PMOS is the most common hormonal disorder in women of reproductive age, affecting 5–12% of women globally (1 in 8 women worldwide). It is characterized by irregular cycles, elevated androgens (causing acne, hair thinning, or excess hair growth), and previously misattributed "polycystic" ovarian appearance on ultrasound — but its root cause is metabolic, not ovarian.
The primary driver in the majority of PMOS cases is insulin resistance.
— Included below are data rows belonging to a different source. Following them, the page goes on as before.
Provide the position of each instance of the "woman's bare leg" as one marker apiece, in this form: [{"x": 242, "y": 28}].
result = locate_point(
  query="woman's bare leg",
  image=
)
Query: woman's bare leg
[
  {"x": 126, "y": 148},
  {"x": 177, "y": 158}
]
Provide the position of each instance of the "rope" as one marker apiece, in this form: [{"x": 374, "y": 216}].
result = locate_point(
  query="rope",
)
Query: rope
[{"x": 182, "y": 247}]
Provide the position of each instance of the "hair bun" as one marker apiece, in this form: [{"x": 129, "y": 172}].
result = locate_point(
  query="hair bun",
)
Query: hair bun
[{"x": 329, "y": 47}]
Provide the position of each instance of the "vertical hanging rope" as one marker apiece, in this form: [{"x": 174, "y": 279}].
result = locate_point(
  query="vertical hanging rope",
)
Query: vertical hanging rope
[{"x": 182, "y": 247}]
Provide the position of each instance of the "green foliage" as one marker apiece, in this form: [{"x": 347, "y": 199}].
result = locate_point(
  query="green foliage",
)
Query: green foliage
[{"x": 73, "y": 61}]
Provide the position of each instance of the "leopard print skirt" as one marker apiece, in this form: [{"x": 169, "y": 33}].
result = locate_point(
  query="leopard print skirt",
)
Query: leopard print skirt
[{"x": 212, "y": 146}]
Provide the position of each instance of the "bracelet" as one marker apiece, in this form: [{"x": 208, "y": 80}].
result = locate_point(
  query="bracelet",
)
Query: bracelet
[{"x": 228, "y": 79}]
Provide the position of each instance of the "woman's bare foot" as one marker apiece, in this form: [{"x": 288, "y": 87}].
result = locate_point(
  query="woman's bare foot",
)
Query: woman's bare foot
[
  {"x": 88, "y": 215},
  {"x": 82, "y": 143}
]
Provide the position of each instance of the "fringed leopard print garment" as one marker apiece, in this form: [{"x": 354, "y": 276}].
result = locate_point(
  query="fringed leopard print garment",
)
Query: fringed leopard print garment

Elevated insulin stimulates the ovaries to produce excess testosterone, disrupting follicle maturation and ovulation. This creates the androgen excess that produces most of PMOS's symptoms. Inflammation is a co-driver: elevated hs-CRP and gut dysbiosis worsen insulin resistance and androgen production. Obesity amplifies the cycle, but lean PMOS (where insulin resistance is present without obesity) is common and frequently overlooked.
We target the metabolic root — insulin resistance — through nutrition (carbohydrate management, anti-inflammatory dietary pattern, and meal timing), exercise prescription (resistance training is highly effective for PMOS), and targeted supplementation (inositol, chromium, magnesium, omega-3, and vitamin D all have evidence in PMOS/PCOS management).
Improvement in cycle regularity, androgen-driven symptoms (acne, hair), insulin sensitivity, and body composition over the programme period. Progress is tracked against repeat hormonal and metabolic testing.